Harrison Collett directs Jean Anouilh’s reimagining of the Antigone for a Tuesday Night Café (TNC) theatrical production at McGill University. Kay Min takes the role of Antigone while Alex Bankier plays Creon. Though initially written during the 1940s in Vichy France under Nazi censorship, TNC’s production has been translated into English. Anouilh’s version is appealing because of its ambiguity.
“In the original Antigone, it’s easy to say that the king is wrong or the state is wrong,” Collett explains. “In Anouilh’s production there isn’t really a bad guy. There’s a lot more empathy for King Creon. No one wants to do what they have to do in this play.”
Many things are retained in Anouilh’s production. Like the original, there’s recently been a civil war and Antigone’s two brothers are on opposite sides and they end up killing each other. “Antigone’s uncle Creon has decided to give one brother an elaborate funeral and the traitor none at all. Antigone gives her brother burial against the king’s orders, even though the punishment is death,” says Collett. However, the change seems to begin around a particular conversation that takes place between Antigone and Creon. “Creon tries to save her and stop her from doing it,” says Collett.
It is easy to empathize with this Creon. “You don’t need to force empathy in any way,” says Collett. “Creon has lines that essentially say ‘I don’t want you to do this, you can save yourself.’ Creon actively tries to save her and she refuses to let him.”
Does that mean Antigone is a hard-headed fanatic? “A surface reading makes Antigone seem stubborn and wrong, but if you delve more into it, she has a lot of moments where she talks about her love of life and what that leaves you with is a realization is that she loves her brother and her family more than she cares to live.,” says Collett. “It’s hard to tell who the protagonist is in the play. People have argued for both sides. They both have compelling points and they both have flaws.”
The play’s ambiguity is perhaps best understood from an anecdote about its first performance. “When the show was first put on in France under Nazi occupation, both the French and German audience gave it a standing ovation,” says Collett. “Both sides thought it was arguing that their side was right.”

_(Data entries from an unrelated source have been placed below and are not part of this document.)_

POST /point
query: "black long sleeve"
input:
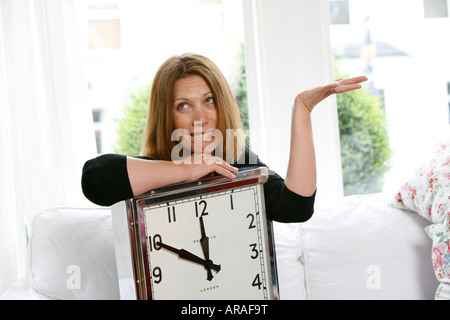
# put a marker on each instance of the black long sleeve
(105, 181)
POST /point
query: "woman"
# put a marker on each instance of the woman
(191, 103)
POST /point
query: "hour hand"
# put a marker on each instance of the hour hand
(183, 254)
(204, 240)
(186, 255)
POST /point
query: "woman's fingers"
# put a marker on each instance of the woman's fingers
(344, 85)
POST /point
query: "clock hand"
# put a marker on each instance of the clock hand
(204, 241)
(186, 255)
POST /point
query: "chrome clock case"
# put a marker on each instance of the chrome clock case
(134, 247)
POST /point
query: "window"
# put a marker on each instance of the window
(406, 132)
(104, 34)
(435, 8)
(128, 40)
(339, 12)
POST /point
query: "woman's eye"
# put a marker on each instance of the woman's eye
(182, 106)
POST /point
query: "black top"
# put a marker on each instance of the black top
(105, 181)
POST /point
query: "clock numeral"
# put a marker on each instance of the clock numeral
(153, 242)
(157, 273)
(252, 221)
(257, 282)
(171, 216)
(254, 251)
(204, 212)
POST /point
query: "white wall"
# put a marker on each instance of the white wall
(287, 51)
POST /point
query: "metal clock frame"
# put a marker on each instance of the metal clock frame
(130, 232)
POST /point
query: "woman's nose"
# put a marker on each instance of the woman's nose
(200, 116)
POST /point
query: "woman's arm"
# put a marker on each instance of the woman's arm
(301, 173)
(110, 178)
(145, 175)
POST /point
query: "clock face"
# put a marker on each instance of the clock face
(213, 246)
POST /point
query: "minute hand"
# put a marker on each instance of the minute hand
(186, 255)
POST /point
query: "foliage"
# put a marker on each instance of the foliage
(365, 149)
(131, 126)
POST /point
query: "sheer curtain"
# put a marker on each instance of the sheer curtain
(46, 129)
(288, 50)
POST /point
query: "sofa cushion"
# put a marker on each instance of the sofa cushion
(71, 254)
(361, 248)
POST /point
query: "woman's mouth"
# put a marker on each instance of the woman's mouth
(206, 135)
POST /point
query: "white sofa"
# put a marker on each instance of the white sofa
(357, 248)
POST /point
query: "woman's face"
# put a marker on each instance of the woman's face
(195, 110)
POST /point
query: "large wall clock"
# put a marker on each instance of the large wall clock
(208, 239)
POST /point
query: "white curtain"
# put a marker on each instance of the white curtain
(46, 129)
(281, 64)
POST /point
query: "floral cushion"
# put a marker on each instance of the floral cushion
(428, 191)
(428, 194)
(440, 255)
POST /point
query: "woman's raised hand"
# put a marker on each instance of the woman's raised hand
(310, 98)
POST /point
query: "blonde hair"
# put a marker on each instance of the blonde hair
(156, 141)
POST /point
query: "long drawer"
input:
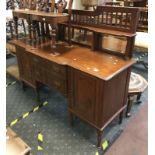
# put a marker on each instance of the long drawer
(49, 66)
(50, 73)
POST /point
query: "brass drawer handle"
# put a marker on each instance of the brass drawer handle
(57, 84)
(35, 59)
(43, 19)
(55, 68)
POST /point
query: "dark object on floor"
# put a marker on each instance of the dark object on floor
(134, 139)
(137, 86)
(15, 145)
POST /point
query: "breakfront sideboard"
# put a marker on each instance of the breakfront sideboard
(94, 82)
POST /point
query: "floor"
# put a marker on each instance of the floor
(133, 141)
(52, 121)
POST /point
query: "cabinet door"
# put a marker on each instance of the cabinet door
(24, 64)
(83, 95)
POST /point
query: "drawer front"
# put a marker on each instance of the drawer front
(49, 73)
(50, 67)
(57, 83)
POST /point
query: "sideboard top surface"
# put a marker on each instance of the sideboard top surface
(39, 13)
(100, 65)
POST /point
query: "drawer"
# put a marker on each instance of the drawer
(57, 83)
(49, 67)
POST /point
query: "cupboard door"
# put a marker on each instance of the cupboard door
(82, 95)
(24, 64)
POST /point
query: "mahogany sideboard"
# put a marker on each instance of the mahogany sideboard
(95, 83)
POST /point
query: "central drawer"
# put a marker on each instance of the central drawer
(50, 73)
(49, 66)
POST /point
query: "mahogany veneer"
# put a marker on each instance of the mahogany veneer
(96, 84)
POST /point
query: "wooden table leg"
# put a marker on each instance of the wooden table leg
(121, 117)
(29, 29)
(23, 24)
(37, 94)
(53, 35)
(129, 106)
(138, 98)
(71, 119)
(99, 138)
(16, 27)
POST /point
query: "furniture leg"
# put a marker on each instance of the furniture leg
(85, 34)
(38, 29)
(138, 98)
(47, 31)
(16, 27)
(24, 27)
(121, 117)
(37, 94)
(42, 29)
(69, 33)
(23, 85)
(34, 30)
(53, 35)
(71, 119)
(29, 29)
(99, 138)
(11, 31)
(129, 106)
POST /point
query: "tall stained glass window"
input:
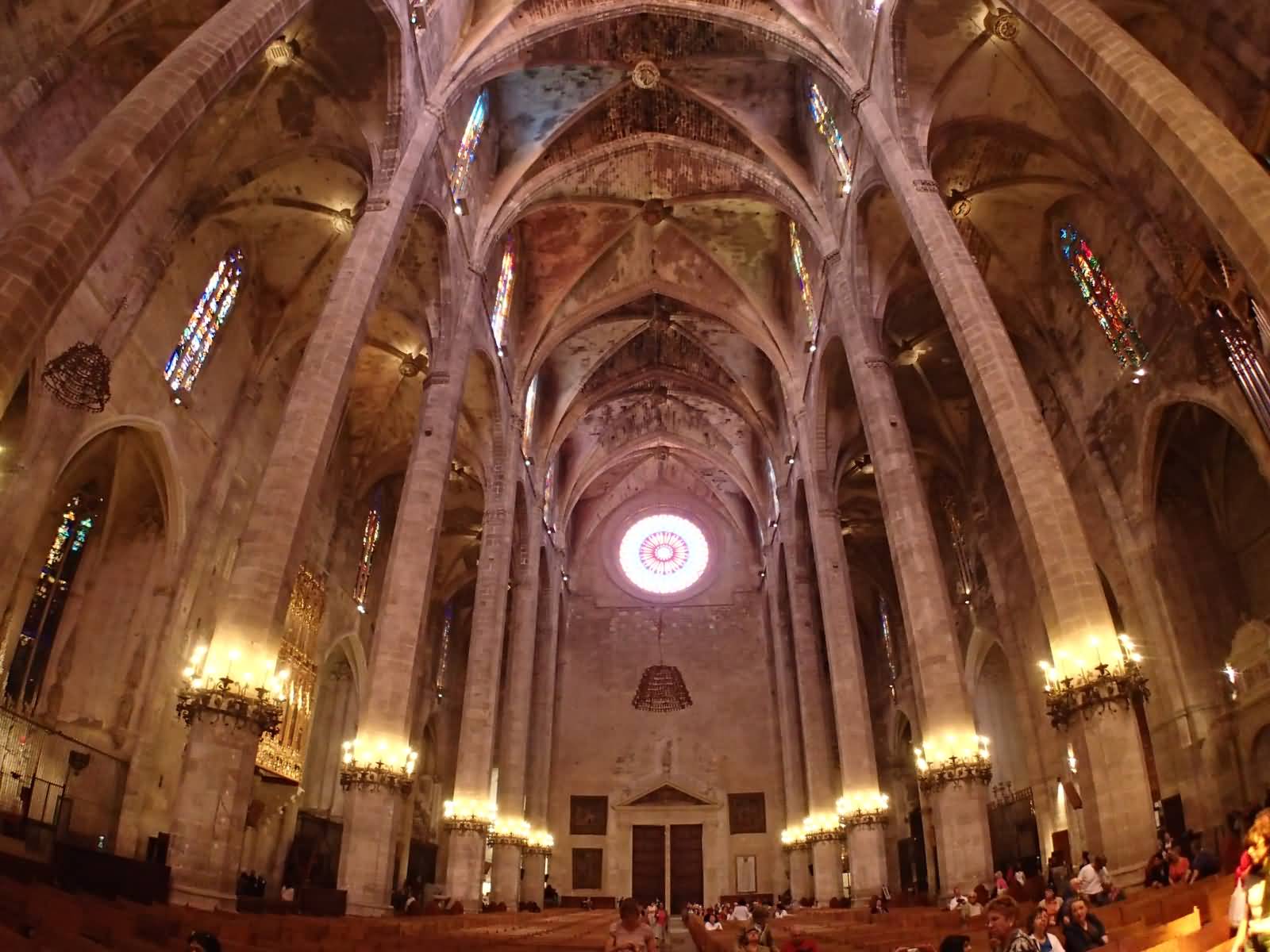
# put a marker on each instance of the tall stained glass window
(461, 171)
(829, 130)
(370, 537)
(888, 643)
(210, 314)
(804, 279)
(503, 295)
(1102, 298)
(531, 400)
(52, 587)
(448, 626)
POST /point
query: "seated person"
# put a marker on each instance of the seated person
(632, 932)
(1085, 931)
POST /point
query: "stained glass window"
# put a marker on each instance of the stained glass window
(370, 537)
(531, 399)
(888, 641)
(210, 314)
(461, 171)
(804, 279)
(1100, 295)
(448, 625)
(503, 296)
(829, 129)
(52, 587)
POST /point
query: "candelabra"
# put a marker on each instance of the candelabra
(1092, 691)
(952, 763)
(391, 771)
(226, 701)
(864, 810)
(470, 816)
(540, 843)
(510, 833)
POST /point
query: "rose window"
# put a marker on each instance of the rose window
(664, 554)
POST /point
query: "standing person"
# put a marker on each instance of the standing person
(1254, 931)
(1086, 931)
(1003, 932)
(1038, 927)
(632, 932)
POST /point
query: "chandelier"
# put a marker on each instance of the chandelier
(80, 378)
(660, 687)
(1095, 689)
(952, 763)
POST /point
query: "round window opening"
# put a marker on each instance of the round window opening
(664, 554)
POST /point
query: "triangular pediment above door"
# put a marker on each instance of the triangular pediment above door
(667, 795)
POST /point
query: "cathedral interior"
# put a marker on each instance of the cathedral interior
(668, 448)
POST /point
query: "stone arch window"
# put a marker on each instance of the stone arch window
(503, 295)
(460, 171)
(1100, 296)
(829, 130)
(804, 278)
(52, 588)
(370, 537)
(205, 323)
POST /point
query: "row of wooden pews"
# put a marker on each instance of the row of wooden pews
(1178, 919)
(36, 917)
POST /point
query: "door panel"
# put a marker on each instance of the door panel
(648, 863)
(687, 866)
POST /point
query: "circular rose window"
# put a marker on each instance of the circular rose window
(664, 554)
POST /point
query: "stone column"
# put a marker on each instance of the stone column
(464, 873)
(216, 777)
(959, 812)
(854, 725)
(1218, 173)
(514, 715)
(791, 742)
(540, 738)
(1068, 590)
(249, 622)
(372, 816)
(50, 247)
(814, 710)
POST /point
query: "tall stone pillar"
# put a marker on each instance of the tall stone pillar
(464, 869)
(537, 812)
(791, 740)
(1068, 589)
(814, 708)
(852, 721)
(247, 634)
(374, 812)
(48, 248)
(514, 714)
(959, 812)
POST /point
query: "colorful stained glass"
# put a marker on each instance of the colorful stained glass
(829, 129)
(887, 641)
(503, 296)
(52, 587)
(804, 279)
(448, 625)
(461, 171)
(370, 537)
(210, 314)
(531, 399)
(1102, 298)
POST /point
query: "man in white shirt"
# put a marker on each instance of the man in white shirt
(1090, 884)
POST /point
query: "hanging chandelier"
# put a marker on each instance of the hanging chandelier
(660, 687)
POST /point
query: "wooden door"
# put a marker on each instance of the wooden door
(687, 866)
(648, 863)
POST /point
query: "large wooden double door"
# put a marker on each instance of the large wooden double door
(686, 862)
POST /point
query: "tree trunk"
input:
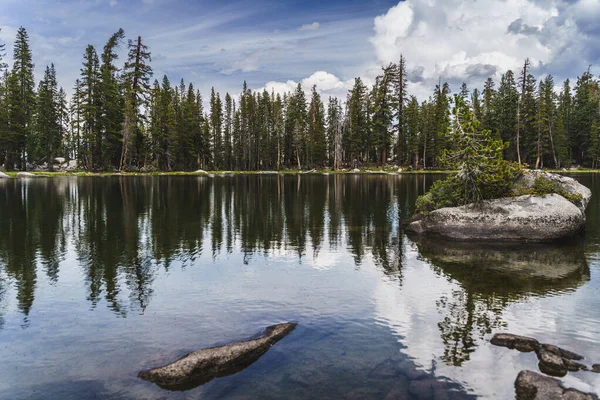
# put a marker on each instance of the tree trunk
(539, 148)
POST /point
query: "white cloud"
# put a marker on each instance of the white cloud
(310, 27)
(468, 41)
(327, 85)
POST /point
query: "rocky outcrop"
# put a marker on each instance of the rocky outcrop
(522, 343)
(29, 175)
(553, 360)
(199, 367)
(570, 185)
(525, 218)
(519, 219)
(533, 386)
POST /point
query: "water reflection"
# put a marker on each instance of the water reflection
(125, 229)
(492, 276)
(167, 256)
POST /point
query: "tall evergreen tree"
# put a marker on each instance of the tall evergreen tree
(111, 103)
(20, 102)
(136, 76)
(316, 131)
(228, 133)
(47, 138)
(91, 141)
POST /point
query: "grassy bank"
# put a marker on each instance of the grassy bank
(369, 171)
(188, 173)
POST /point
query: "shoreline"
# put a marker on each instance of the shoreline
(13, 174)
(324, 172)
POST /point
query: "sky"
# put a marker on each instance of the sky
(277, 44)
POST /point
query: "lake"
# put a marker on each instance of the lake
(101, 277)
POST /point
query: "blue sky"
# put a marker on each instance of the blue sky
(276, 44)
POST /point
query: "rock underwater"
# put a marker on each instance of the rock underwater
(199, 367)
(522, 218)
(533, 386)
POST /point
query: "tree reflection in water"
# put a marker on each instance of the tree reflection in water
(126, 230)
(492, 276)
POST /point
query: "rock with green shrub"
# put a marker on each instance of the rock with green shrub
(492, 199)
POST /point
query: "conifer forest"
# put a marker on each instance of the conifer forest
(118, 116)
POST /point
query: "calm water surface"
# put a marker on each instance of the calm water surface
(102, 277)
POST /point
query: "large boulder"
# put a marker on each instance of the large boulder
(201, 366)
(570, 185)
(519, 218)
(524, 218)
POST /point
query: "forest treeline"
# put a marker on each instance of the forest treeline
(118, 118)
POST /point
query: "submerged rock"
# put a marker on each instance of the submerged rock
(522, 343)
(551, 363)
(199, 367)
(533, 386)
(522, 218)
(553, 360)
(569, 355)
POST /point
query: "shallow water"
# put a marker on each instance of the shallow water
(102, 277)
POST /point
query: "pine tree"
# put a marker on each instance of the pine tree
(382, 115)
(585, 111)
(20, 102)
(505, 106)
(47, 137)
(316, 130)
(228, 133)
(357, 120)
(137, 74)
(216, 126)
(594, 144)
(91, 140)
(296, 125)
(401, 96)
(111, 104)
(3, 65)
(334, 132)
(522, 84)
(413, 130)
(487, 113)
(278, 128)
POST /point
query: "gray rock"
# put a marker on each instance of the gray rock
(29, 175)
(574, 366)
(571, 185)
(569, 355)
(533, 386)
(551, 363)
(522, 343)
(71, 165)
(525, 218)
(199, 367)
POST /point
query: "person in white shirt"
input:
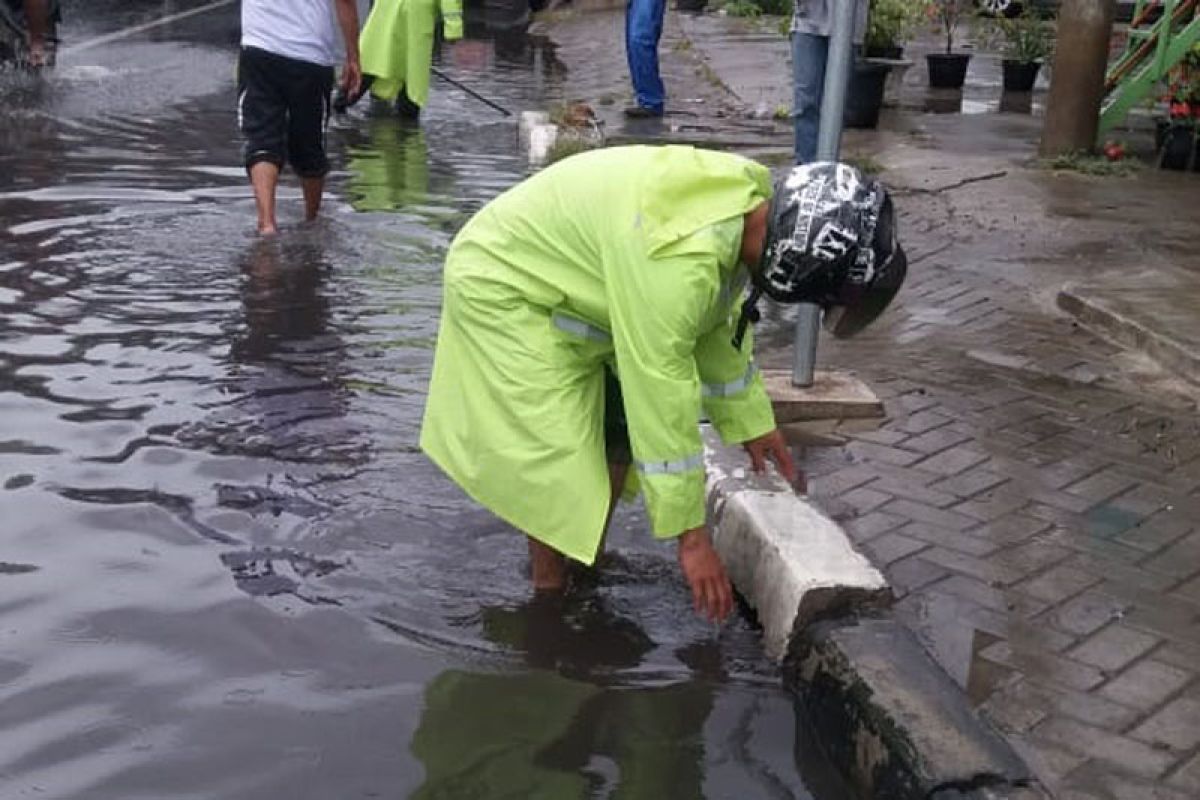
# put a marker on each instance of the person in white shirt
(285, 82)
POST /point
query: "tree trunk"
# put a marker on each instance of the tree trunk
(1077, 86)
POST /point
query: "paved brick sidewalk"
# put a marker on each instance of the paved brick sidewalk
(1039, 525)
(1035, 504)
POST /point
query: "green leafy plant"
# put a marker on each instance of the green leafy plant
(1025, 37)
(946, 16)
(892, 23)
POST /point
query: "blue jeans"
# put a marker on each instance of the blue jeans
(809, 54)
(643, 28)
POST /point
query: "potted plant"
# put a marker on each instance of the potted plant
(1177, 133)
(948, 70)
(1025, 43)
(889, 24)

Messages about an overbearing state seem especially prescient in Quebec. But Collett sees the play more as a study between private desires and social responsibilities. “The play talks a lot about the duties people have and the roles they must fulfill in society that clash with what they really want to do. It’s about the clash of private and public realms and the troubles that come out of that disjoin. We face this today. We are in a democracy, but it is hard to maintain a space between the two realms.”
Antigone is Morrice Hall (3485 McTaivsh) from February 12-15, 19-22 at 8 p.m.. $10/6.